I threw my head back, moaned loudly so all of the guys could hear me, and hissed, “Yessss.”

 

After a few long-dicking strokes, I looked back over my shoulder. “I was worried I’d never see you again,” I told him. I wasn’t emotional about it, or attached to him, but I definitely would never turn away his cock or load. Or any of his friends who had used me. Even the damn dog!

 

“I had some business with Big Ed. Well, we had business,” he noted, tightening his grip on my hips and slamming me even harder. “Unfortunately he didn’t keep his nose clean and got sent back to the slam. Strike three, that guy is down for the count this time.”

 

“That’s too bad,” I managed to say through the powerful thrusts. “I would have loved to get fucked and bred by him lots more times.”

 

“You mean that, whore?” he asked me.

 

“Absolutely.”

 

“I’m glad to hear that. You see, I owe Big Ed. And there was really only one way he told me my debt could be re-payed to him in full,” he said, holding deep and swiveling his hips to dig around inside me with that awesome meat prod.

 

I really wasn’t paying much attention to the conversation, just enough to get through it. The only thing that mattered, that ever mattered, was the dick in my ass.

 

“How’s that?” I asked. “What does he want from you?”

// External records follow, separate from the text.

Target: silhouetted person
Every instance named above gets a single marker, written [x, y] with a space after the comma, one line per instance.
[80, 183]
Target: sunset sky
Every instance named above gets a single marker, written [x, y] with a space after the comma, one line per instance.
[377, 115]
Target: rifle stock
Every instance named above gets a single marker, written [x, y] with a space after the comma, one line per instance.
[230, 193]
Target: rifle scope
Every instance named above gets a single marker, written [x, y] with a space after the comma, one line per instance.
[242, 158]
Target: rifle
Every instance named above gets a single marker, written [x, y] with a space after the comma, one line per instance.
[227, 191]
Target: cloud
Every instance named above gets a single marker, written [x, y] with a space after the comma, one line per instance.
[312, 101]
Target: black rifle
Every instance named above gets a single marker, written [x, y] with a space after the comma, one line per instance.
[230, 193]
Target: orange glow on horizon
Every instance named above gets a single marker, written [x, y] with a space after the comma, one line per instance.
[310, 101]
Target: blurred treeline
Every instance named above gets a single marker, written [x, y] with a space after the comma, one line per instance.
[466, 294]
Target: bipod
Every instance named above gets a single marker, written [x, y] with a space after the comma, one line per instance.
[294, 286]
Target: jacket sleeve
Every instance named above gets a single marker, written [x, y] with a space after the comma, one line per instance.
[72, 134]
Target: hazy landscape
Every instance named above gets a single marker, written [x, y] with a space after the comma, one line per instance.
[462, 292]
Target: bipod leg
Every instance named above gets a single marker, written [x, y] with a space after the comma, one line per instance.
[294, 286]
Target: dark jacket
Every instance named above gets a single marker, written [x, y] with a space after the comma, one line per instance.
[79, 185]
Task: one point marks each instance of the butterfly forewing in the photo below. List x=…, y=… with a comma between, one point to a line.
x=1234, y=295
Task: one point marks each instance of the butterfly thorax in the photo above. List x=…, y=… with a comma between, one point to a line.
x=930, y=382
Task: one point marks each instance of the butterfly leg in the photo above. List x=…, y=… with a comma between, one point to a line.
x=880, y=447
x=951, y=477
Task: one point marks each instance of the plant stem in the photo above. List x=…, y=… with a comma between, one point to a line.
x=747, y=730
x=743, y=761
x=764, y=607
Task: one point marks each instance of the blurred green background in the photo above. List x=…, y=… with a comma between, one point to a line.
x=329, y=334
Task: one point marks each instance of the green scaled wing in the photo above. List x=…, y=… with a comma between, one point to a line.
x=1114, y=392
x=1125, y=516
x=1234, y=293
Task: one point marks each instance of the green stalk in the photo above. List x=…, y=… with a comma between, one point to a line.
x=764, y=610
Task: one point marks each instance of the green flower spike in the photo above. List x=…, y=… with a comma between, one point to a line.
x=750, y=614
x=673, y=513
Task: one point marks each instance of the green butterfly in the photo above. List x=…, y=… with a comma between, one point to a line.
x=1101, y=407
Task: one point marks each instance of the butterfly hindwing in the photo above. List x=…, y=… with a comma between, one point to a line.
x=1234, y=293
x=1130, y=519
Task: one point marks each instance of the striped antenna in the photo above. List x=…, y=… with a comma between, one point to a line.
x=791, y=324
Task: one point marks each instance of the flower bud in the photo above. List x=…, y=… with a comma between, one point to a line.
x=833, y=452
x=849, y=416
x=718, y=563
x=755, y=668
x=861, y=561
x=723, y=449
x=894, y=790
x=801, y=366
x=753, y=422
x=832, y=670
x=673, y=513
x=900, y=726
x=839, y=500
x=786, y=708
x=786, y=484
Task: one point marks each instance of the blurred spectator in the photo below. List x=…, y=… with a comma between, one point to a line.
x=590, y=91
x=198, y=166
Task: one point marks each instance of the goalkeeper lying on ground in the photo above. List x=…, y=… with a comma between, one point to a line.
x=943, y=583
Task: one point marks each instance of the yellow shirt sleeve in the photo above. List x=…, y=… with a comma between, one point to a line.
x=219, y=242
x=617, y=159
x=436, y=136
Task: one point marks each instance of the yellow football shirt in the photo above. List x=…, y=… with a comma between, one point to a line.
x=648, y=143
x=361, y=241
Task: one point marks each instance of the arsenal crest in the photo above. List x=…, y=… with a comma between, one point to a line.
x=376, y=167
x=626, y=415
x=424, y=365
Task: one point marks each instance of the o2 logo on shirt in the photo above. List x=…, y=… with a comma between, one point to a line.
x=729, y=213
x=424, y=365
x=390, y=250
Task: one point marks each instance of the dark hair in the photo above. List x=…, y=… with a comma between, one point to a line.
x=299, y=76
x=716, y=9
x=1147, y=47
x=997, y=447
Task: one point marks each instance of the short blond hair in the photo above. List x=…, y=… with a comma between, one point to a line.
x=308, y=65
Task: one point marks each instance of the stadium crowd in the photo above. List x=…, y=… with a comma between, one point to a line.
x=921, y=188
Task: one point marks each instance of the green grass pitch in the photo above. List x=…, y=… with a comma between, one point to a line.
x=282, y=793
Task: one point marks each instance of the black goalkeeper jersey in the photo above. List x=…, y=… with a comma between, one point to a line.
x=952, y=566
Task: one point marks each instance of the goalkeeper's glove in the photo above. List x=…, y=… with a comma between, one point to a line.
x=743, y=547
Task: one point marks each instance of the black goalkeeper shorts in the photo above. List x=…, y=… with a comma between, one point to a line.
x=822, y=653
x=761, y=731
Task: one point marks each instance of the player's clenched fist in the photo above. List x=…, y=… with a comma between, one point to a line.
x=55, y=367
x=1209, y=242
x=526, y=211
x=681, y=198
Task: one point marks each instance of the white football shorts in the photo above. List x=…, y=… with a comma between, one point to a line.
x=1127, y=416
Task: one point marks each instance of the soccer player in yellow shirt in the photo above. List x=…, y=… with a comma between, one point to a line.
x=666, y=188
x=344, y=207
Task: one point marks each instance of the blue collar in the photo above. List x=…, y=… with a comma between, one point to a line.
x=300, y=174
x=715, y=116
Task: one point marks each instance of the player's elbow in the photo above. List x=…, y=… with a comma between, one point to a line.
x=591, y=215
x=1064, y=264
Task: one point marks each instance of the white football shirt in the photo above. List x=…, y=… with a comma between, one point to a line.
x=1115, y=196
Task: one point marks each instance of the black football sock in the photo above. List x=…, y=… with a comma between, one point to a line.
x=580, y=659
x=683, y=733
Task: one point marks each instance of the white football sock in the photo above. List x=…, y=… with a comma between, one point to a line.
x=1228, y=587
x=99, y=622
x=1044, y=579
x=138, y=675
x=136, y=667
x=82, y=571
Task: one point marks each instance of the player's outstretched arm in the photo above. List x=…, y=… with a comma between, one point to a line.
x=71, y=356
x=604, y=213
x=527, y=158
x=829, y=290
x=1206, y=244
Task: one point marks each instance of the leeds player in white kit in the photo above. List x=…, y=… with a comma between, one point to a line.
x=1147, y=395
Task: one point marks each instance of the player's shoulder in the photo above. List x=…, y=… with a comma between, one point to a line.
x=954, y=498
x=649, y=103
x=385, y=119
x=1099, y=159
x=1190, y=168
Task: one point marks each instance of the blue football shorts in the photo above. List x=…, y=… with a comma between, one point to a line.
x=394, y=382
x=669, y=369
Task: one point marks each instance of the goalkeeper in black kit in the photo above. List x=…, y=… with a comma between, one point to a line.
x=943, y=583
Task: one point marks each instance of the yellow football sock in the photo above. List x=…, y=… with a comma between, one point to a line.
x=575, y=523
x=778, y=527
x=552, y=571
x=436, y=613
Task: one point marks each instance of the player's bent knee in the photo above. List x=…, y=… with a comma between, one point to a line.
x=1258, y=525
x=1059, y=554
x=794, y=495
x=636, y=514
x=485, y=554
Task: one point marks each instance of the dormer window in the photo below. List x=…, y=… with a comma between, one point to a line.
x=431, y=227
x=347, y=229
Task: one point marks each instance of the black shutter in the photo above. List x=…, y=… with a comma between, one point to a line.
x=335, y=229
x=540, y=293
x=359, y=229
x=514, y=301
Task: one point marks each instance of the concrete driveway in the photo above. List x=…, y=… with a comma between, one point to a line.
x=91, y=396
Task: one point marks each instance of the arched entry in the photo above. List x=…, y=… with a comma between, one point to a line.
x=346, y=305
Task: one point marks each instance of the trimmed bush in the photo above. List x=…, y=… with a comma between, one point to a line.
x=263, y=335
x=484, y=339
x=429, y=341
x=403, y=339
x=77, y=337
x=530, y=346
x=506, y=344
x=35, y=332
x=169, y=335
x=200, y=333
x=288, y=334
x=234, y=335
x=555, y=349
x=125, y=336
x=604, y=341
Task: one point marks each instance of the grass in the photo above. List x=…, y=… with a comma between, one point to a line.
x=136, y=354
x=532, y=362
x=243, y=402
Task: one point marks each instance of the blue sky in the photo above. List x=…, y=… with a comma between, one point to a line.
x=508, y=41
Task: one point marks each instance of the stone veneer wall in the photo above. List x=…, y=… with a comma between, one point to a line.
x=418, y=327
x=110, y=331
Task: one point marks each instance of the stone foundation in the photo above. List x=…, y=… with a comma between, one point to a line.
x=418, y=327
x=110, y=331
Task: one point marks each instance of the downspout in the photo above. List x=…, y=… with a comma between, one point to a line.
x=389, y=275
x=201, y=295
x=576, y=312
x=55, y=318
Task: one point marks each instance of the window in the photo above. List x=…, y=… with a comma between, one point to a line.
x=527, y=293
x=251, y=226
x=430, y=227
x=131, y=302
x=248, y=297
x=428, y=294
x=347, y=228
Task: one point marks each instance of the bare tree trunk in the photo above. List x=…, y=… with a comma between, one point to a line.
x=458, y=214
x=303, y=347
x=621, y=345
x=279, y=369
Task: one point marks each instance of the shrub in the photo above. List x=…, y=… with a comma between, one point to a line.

Wade slammed me really hard several more times before driving deeper than ever before, growling in the back of his throat, and as his balls emptied into me, he grunted, “You.”

 

I enjoyed the feeling of every volley of his load shooting up inside me, every expansion and contraction of his dick up my hole, every hot sweaty second that our bodies remained joined until his balls were fully drained into me.

 

And then I clued into what he’d said. “Me?” I asked in surprise, standing up fully while still impaled on him.

 

“I’m sorry, really I am,” he told me regretfully, easing his cock out of my ass and stepping back.

 

After stuffing his cock back into his pants, he disappeared out the door so quickly it was almost as if he was never there.

 

The throb in my hole and the massive load leaking down my inner thighs told me that he hadn’t been an illusion.

 

I was totally confused about what he’d said to me, and suddenly wanted to get out of there. Something didn’t feel right -why was he apologizing to me?

 

I got my clothes back on and, instead of going back to work, I rushed to my apartment -only to find the building surrounded by cops!

 

Figuring there had been some incident with a tenant, I just went on my way in, but was stopped at my own apartment door.

 

Which was open and crawling with cops!

 

I was immediately seized, cuffed and dragged out to a cruiser where I was left for hours until finally someone came and read me the whole bullshit about remaining silent, blah, blah, blah.

 

My mind was spinning, but by the time I was able to focus I managed to figure out that they had gotten an anonymous tip that I had drugs in my apartment. A rather large amount. And a weapon that had been used in a shoot-out.

 

And then I knew what had happened. And why Wade had apologized to me. He’d planted the drugs and gun for Big Ed. Why?

 

I found out why after I was convicted and sentenced, and sent to the scariest prison around, for the worst of the worst.

 

I was terrified as I made my way through the throngs of men who eyed me like the fresh meat that I was, and found my cell. I could see a man on the top bunk but paid him no attention whatsoever. The only way I knew to survive this was to keep me head down and avoid eye contact.

 

I was too busy worrying about how I would live through the night to worry about my roommate.

 

That is, until he hopped down and stood smiling down at me.

 

“Glad you could join me,” Big Ed said, wearing the biggest grin I’d ever seen. “You and I are going to have lots of fun now.”